Mauro Biglino: Non saprei dare una risposta precisa indicando questo o quel contenuto, pertanto penso di potere segnalare come elemento innovativo l’intera visone di insieme che offre una immagine totalmente diversa della struttura biblica e dei suoi contenuti. Un quadro complessivo che si presenta come coerente nel suo evidenziare che gli autori biblici, con ogni probabilità, ci hanno voluto raccontato degli eventi precisi, una sorta di cronaca che è stato poi assorbita e distorta dal pensiero teologico. La vera novità sta proprio in questa nuova visione di quel testo che io provo a leggere e a presentare al lettore  come se fosse uno dei tanti testi di storia redatti dall’uomo e che, come tutti gli altri che possediamo, è stato scritto da autori che hanno naturalmente utilizzato le categorie culturali, concettuali e linguistiche del tempo in cui vivevano.

Brunilda Ternova: La distorta lettura tradizionale dei testi religiosi ha formato i contenuti psichici e gli archetipi del nostro inconscio collettivo e personale, fino a solidificarli. Qual è il cambiamento verso cui  dobbiamo aprirci come individui e come società umana?

Mauro Biglino: Mi rifaccio a quanti detto nella risposta precedente per precisare che il cambiamento consiste nell’acquisire l’apertura mentale necessaria ad approcciarsi a quel testo “sacro” in un modo nuovo, più libero, svincolato dai condizionamenti dei dogmatismo che da secoli ne condizionano la lettura e la comprensione. Si tratta insomma di avere la disponibilità a percorrere una via diversa e a seguire ipotesi alternative che prevedono la possibilità di studiare la Bibbia con la stessa mentalità con cui studiamo i testi “sacri” di altre religioni. Capisco che non è facile ma so altrettanto bene che è possibile: sono moltissimi oramai quelli che lo stanno facendo.

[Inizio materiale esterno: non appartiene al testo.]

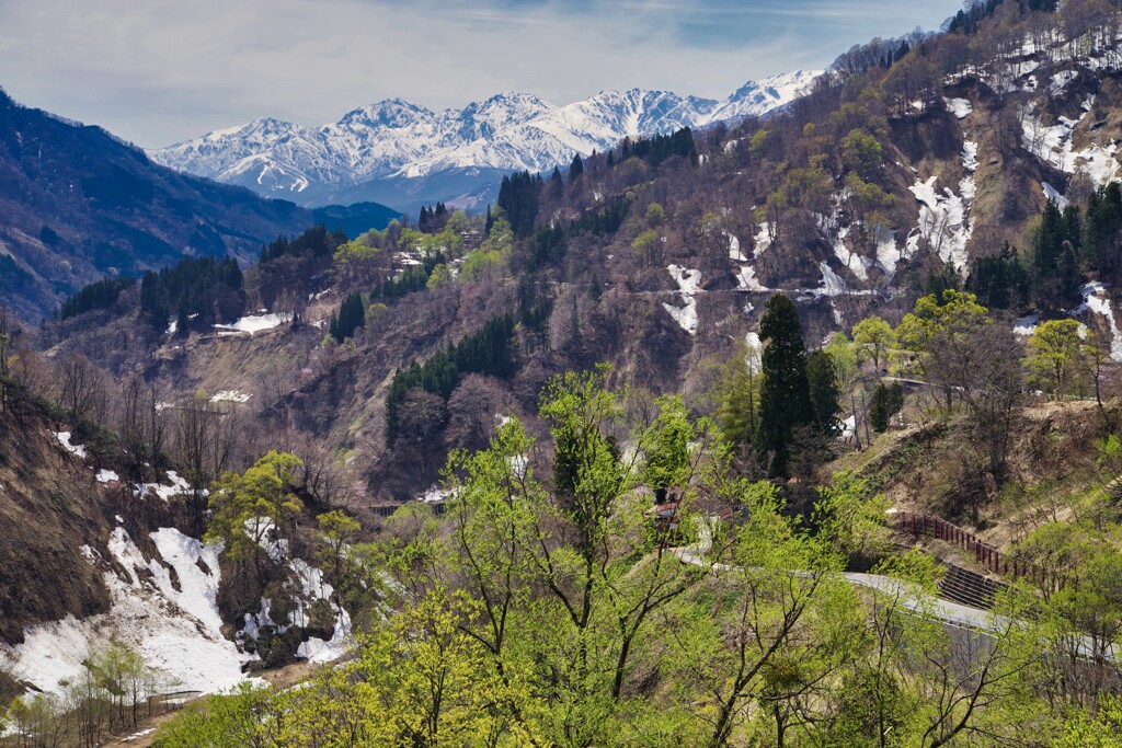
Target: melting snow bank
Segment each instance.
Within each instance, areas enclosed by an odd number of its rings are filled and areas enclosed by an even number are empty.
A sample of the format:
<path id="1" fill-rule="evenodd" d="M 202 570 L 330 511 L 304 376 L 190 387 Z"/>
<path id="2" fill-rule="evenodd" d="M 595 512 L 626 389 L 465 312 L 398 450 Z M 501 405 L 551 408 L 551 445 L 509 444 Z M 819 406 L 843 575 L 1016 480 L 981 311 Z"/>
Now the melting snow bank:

Brunilda Ternova: A livello personale e intimo come si è posto di fronte alle conseguenze delle idee che stanno emergendo dalla sua lettura?

Mauro Biglino: Penso  e spero che siano liberatorie perché sono fermamente convinto che quando l’uomo si pone delle domande e applica la categoria dell’analisi a tutto ciò che ascolta, compie un grande passo verso la conoscenza. La categoria del dubbio è fondamentale per ogni individuo dotato di ragione e va naturalmente applicata anche a ciò che io dico e scrivo perché io non sono un possessore di verità ma solo un individuo che studia e coltiva seriamente la sua profonda curiosità. Non a caso nei libri pubblico i versetti ebraici e le mie traduzioni: così facendo fornisco a tutti la possibilità di verificare (o far verificare) ciò che dico e soprattutto metto seriamente e volontariamente in discussione ogni mia ipotesi.

Brunilda Ternova: Ringraziandola per il tempo che ci ha dedicato e augurandole buon lavoro, le chiedo di quale tematica si occuperà nella sua prossima opera.

Mauro Biglino: Proseguo con l’analisi dell’Antico testamento.
Sono io che ringrazio Lei per l’attenzione prestata al mio lavoro e porgo un cordialissimo saluto ai lettori.